Другое затруднение связано с временем. Мы видим и слышим сейчас, но то, что (согласно обычному пониманию) мы видим и слышим, произошло некоторое время назад. Когда мы и видим и слышим взрыв, мы сначала видим его, а уж потом слышим. Даже если бы мы могли предположить, что мебель нашей комнаты точь-в-точь такая, какой она нам кажется, мы все-таки не можем предположить этого о туманности, которая находится от нас на расстоянии миллионов световых лет и выглядит как пятнышко, будучи на самом деле не многим меньше, чем Млечный Путь, и свет которой, дошедший до нас, зародился ещё до того, как люди начали существовать. А ведь разница между туманностью и мебелью есть разница только в степени.

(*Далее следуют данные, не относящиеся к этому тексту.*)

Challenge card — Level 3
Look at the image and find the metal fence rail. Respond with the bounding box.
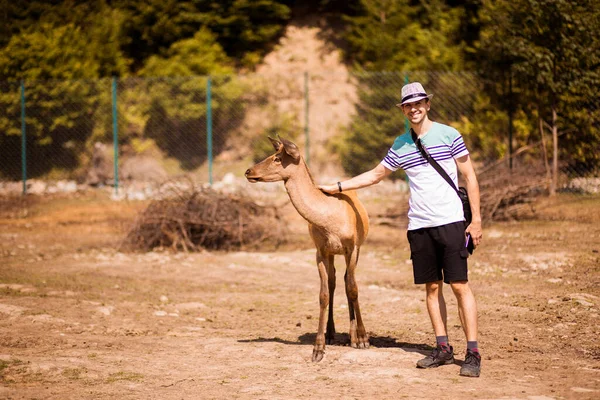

Далее, существуют физиологические аргументы. Люди, потерявшие ногу, могут продолжать чувствовать в ней боль. Доктор Джонсон, опровергавший Беркли, думал, что боль в большом пальце его ноги, когда он споткнулся о камень, была свидетельством существования камня, но оказывается, что она не была свидетельством существования даже его пальца, поскольку он мог бы почувствовать боль в нем даже в том случае, если бы палец был ампутирован. Говоря вообще, если нерв стимулируется определенным способом, возникает определенное ощущение, каков бы ни был источник стимулирования. При достаточном умении можно, раздражая оптический нерв, сделать так, что человек увидит сияющее звездами небо, но употребляемый для этого инструмент будет иметь мало сходства с величественными телами, изучаемыми астрономами.
Вышеприведенные аргументы, как я уже сказал, могут быть истолкованы скептически, как показывающие, что нет никаких оснований верить, что наши ощущения имеют внешние причины. Так как это истолкование признает то, что я сейчас защищаю, - именно, что ощущения являются единственными данными для физики, - я не буду сейчас рассматривать, может ли оно быть опровергнутым, а перейду к весьма сходной линии аргументации, которая связана с методом декартовского сомнения. Этот метод состоит в поисках данных посредством предварительного отбрасывания всего, что только может вызвать сомнение.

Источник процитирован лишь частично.